To follow the exercises, it is recommended to have a piece of paper, pen, DrRacket IDE installed and the interpreter. To use the interpreter, download the above-mentioned file and store it in a directory where you want to create your own code. Then create a new Racket file starting as follows:

#lang racket (require "lambda-calculus.rkt")

$\lambda$-expressions are represented in the interpreter as S-expressions. It does not allow to use of any conventions regarding parenthesis. So you need to explicitly place them all. For instance, the $\lambda$-expression $\lambda xy.xy(\lambda ab.b)$ has to be represented as follows:

'(λ x : (λ y : ((x y) (λ a : (λ b : b)))))So we had to add the outermost parenthesis, expand the shortcuts $\lambda xy.$ to $\lambda x.(\lambda y.$, and put the parenthesis determining the order of the applications, i.e., as the application is left-associative, $xy(\lambda ab.b)$ is in fact $((x y) (\lambda ab.b))$. The symbol λ can be entered in DrRacket by pressing Ctrl+\. Instead of the dot symbol, the colon symbol is used.

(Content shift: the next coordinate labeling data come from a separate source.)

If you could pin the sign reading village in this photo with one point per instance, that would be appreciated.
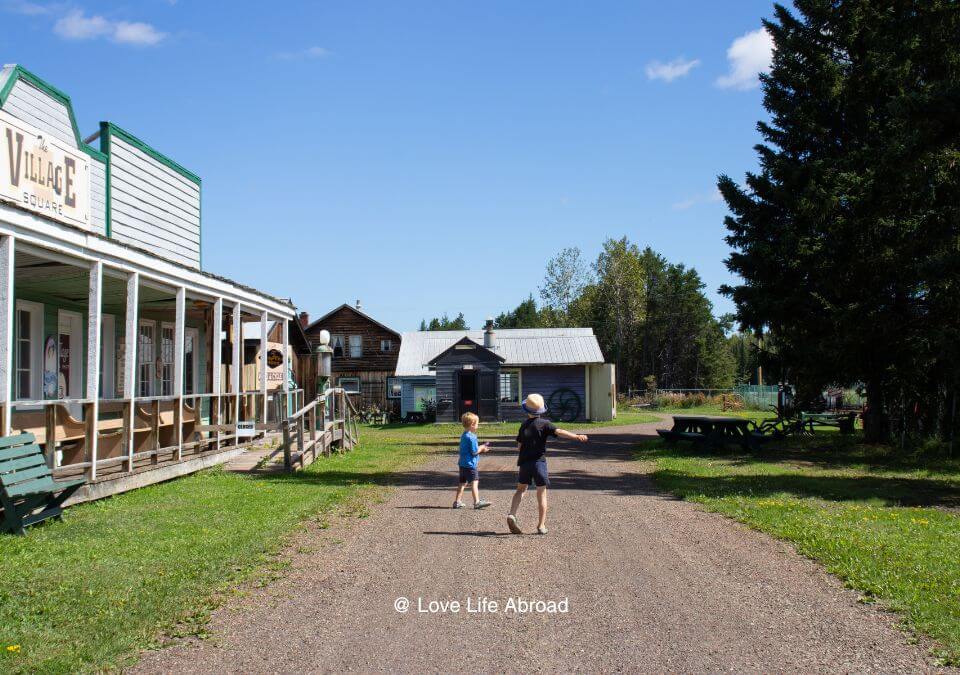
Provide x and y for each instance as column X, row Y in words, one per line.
column 43, row 174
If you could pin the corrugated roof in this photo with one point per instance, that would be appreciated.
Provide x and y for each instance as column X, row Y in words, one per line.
column 518, row 346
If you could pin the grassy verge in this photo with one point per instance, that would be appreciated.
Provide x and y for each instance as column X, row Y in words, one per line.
column 888, row 525
column 87, row 593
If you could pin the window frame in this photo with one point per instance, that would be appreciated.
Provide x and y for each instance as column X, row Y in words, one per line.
column 349, row 378
column 519, row 393
column 359, row 346
column 36, row 342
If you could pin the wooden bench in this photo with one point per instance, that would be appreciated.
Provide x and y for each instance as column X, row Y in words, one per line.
column 27, row 485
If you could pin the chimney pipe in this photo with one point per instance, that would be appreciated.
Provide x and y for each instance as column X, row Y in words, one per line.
column 489, row 337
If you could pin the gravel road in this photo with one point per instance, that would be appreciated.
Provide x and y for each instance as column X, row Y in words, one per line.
column 651, row 584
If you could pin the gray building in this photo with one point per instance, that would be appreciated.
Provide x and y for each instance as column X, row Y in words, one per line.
column 490, row 372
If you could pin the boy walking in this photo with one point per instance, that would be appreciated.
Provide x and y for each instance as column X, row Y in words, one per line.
column 469, row 459
column 532, row 462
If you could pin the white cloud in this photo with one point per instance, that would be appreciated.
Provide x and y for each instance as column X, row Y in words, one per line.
column 308, row 53
column 749, row 55
column 670, row 71
column 704, row 198
column 78, row 26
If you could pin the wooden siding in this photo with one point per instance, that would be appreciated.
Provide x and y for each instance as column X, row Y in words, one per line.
column 347, row 322
column 34, row 107
column 152, row 206
column 446, row 375
column 545, row 380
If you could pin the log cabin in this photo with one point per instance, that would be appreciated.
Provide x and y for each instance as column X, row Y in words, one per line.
column 364, row 356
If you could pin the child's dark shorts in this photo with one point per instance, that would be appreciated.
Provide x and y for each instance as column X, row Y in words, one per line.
column 533, row 473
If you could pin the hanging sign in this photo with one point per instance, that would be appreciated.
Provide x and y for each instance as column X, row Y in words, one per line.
column 43, row 174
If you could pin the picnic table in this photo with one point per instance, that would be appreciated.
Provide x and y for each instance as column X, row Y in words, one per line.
column 712, row 431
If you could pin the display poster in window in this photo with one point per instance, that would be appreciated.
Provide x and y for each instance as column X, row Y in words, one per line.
column 50, row 367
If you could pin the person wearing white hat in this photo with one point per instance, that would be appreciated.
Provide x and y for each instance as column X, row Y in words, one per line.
column 532, row 461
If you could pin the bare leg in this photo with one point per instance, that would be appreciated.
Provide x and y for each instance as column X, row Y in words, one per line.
column 542, row 504
column 517, row 496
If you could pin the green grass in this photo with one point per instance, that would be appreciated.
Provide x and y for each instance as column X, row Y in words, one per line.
column 886, row 523
column 87, row 593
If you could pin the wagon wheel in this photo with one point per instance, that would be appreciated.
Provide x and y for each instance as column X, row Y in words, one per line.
column 564, row 405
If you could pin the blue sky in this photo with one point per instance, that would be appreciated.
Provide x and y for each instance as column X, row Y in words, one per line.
column 422, row 157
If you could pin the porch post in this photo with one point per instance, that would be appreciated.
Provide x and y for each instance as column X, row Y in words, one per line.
column 94, row 298
column 131, row 333
column 6, row 332
column 237, row 366
column 215, row 385
column 263, row 367
column 178, row 329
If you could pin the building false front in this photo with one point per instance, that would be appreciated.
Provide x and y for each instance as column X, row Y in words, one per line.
column 112, row 349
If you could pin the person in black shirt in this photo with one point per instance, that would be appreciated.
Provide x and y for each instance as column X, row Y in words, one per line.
column 532, row 462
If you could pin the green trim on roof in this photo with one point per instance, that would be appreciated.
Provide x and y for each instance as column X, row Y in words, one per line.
column 155, row 154
column 21, row 73
column 105, row 149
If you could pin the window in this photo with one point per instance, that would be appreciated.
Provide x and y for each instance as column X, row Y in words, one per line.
column 350, row 384
column 28, row 345
column 165, row 366
column 356, row 346
column 510, row 386
column 336, row 342
column 145, row 359
column 423, row 395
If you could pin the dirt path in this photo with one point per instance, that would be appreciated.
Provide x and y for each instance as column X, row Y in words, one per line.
column 652, row 584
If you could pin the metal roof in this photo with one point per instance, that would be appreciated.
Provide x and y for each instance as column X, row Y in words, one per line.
column 518, row 346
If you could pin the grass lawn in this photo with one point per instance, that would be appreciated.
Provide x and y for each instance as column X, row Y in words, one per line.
column 116, row 575
column 887, row 524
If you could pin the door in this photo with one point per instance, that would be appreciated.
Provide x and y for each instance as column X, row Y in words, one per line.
column 467, row 392
column 489, row 397
column 70, row 359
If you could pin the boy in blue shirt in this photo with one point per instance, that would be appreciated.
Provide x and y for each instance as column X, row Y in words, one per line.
column 469, row 458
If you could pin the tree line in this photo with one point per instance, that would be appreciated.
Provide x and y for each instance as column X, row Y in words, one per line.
column 847, row 239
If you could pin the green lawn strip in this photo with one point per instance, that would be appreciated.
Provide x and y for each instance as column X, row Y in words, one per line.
column 884, row 523
column 87, row 593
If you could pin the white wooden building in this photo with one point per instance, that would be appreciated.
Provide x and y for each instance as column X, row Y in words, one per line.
column 116, row 348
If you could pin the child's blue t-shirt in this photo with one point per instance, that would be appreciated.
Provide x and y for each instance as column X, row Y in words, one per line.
column 469, row 450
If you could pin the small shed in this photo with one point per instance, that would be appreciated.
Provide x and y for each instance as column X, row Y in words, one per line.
column 490, row 372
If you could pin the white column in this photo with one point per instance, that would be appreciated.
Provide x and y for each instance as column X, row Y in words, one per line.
column 131, row 342
column 94, row 298
column 235, row 360
column 263, row 367
column 179, row 325
column 216, row 347
column 6, row 329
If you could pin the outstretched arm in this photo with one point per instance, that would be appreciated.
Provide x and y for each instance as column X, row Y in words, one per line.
column 562, row 433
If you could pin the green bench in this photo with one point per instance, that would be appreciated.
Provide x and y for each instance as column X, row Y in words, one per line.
column 28, row 493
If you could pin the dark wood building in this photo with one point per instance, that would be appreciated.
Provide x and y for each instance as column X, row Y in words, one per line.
column 364, row 355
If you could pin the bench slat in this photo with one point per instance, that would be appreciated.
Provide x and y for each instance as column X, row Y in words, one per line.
column 17, row 477
column 20, row 451
column 32, row 487
column 22, row 463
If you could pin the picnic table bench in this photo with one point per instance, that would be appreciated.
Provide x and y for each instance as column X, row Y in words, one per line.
column 26, row 485
column 712, row 431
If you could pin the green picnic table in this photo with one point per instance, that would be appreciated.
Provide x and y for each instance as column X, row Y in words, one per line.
column 711, row 431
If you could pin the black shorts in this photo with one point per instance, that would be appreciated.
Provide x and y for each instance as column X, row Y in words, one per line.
column 533, row 473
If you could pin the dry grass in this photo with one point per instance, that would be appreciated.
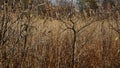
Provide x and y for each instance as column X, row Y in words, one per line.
column 48, row 46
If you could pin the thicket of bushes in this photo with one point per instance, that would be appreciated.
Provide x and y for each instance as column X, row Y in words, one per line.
column 59, row 37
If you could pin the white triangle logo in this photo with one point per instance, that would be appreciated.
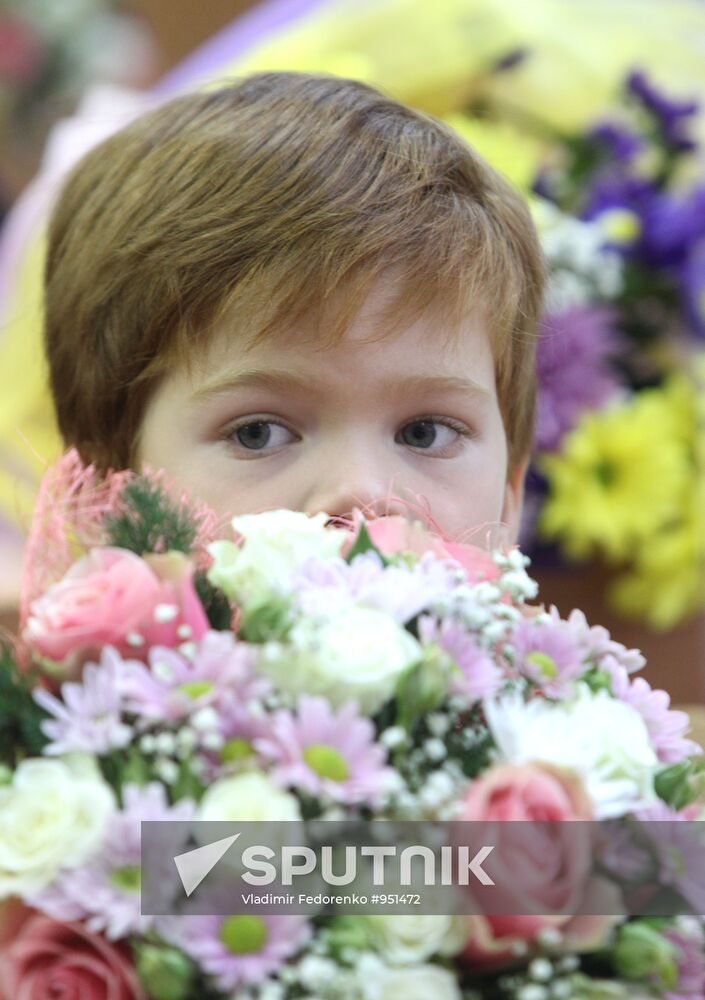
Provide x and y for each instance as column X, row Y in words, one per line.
column 193, row 866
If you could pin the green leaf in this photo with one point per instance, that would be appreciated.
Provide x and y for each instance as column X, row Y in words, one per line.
column 363, row 543
column 20, row 716
column 150, row 520
column 270, row 620
column 215, row 603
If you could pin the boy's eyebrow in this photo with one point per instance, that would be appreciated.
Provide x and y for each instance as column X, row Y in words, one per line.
column 285, row 381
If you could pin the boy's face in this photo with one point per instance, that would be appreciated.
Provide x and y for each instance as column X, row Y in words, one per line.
column 293, row 425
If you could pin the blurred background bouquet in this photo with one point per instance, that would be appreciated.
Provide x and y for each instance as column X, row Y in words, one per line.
column 592, row 111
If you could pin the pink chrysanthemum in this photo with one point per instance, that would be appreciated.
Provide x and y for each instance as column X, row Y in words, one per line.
column 239, row 727
column 241, row 949
column 105, row 891
column 666, row 726
column 598, row 643
column 688, row 937
column 479, row 675
column 325, row 752
column 549, row 654
column 87, row 718
column 219, row 674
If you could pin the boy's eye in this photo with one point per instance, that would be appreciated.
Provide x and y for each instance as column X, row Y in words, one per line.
column 433, row 434
column 257, row 434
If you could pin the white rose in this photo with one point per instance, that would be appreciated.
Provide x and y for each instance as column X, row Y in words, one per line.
column 358, row 653
column 602, row 739
column 405, row 938
column 247, row 796
column 52, row 815
column 378, row 981
column 275, row 545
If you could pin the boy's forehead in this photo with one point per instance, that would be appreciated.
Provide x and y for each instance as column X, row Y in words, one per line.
column 414, row 352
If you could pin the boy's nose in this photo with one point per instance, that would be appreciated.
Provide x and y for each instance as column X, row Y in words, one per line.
column 339, row 503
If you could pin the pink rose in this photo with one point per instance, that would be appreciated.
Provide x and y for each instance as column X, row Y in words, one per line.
column 539, row 870
column 396, row 534
column 49, row 959
column 109, row 594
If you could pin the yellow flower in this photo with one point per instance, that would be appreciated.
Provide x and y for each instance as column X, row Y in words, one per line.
column 667, row 582
column 620, row 476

The module `lambda-calculus.rkt`

provides the following functions:

`(draw-expr expr)` | draws the syntax tree the given $\lambda$-expression `expr` ; redexes are colored in red |

`(substitute expr var val)` | substitutes `val` for the free occurrences of `var` in `expr` |

`(reduce expr)` | reduces `expr` by a one-step $\beta$-reduction in the normal order |

`(eval expr [info 'quiet])` | finds the normal form of `expr` ; if `info` is set to `'verbose` , displays all the steps; if `info` is `'tree` , then all the steps are drawn as trees |

**Exercise 1:** Draw the syntax tree of the $\lambda$-expression $(\lambda x.y(xx))(\lambda y.y(xx))$ and determine which variable occurrences are free and which are bound.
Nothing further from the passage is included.